Colorful fruits and vegetables can give your body energy — they’re rich in antioxidants, phytochemicals, flavonoids, and polyphenols — all of which have been shown to provide protective or disease-preventive properties and improve your body’s ability to regulate glucose. They’re also a great source of dietary fiber, which promotes the feeling of satiety and has beneficial effects on gut health, postprandial (post-meal) glucose levels, insulin sensitivity, and more.

Learn how to read food nutrition labels

Understanding and using the Nutrition Facts label can help you make healthier eating choices and identify nutrient-dense foods for a healthy diet.
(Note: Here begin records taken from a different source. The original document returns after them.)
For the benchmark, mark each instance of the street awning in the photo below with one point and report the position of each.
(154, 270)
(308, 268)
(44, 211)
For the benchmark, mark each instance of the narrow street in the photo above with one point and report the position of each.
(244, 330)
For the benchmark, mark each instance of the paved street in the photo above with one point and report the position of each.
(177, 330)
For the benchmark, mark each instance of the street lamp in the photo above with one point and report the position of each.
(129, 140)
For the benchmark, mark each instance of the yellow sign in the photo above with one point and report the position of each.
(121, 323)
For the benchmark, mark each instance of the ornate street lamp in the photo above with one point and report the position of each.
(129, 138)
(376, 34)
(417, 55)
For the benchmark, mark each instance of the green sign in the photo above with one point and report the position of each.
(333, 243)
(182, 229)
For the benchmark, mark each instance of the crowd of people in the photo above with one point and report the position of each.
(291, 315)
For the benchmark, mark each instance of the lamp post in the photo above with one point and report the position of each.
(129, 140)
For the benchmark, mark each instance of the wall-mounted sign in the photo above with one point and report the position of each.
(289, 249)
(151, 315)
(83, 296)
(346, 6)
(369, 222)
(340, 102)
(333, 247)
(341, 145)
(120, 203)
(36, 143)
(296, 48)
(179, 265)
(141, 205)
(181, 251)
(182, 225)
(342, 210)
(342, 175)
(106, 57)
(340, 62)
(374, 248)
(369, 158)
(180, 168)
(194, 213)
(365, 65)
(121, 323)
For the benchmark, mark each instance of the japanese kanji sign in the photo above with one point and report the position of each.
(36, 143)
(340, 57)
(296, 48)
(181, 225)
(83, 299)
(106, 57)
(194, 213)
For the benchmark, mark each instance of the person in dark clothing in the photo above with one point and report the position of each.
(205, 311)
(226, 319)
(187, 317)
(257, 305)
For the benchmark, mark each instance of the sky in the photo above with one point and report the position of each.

This is especially important since many consumers have difficulty interpreting nutrition labels, a form of inadequate health literacy associated with adverse health outcomes, such as poor health status, poor health management, more frequent emergency department visits, and unhealthy diets [9]. 

When examining a nutrition facts label, it’s best to:

  • Start with the serving information on the top. This will help you determine the size of a single serving and total number of servings per container. 
  • Limit certain ingredients. Ingredients to steer clear of include trans fats and hydrogenated oils (such as palm oil), artificial flavors, colors, sweeteners (such as high-fructose corn syrup), and preservatives (such as sodium nitrate).
  • Look out for added sugar. The nutrition label requires food manufacturers to list added sugars on the package below total sugar. While some foods have naturally occurring sugar, it’s the added sugar you should look out for, especially in packaged foods like snacks, beverages, protein bars, and sauces. Added sugars are refined and offer no nutritional value — they’re just empty calories. Look to limit your intake of foods high in added sugar.
  • Aim for high fiber. Fiber is an excellent nutrient for metabolic health. It can slow the absorption of glucose in the bloodstream, preventing your glucose from spiking post-meal. Look for foods with over 5 grams of fiber per serving to ensure you’re getting adequate fiber and making good food choices for glucose control. 

Key Takeaways

We are all victims of Big Food’s health halo marketing strategies, but by increasing your awareness of their tactics and learning how to decipher if a product is healthy or unhealthy, you’ll be empowered to make choices that will make you feel your best and increase your metabolic healthspan.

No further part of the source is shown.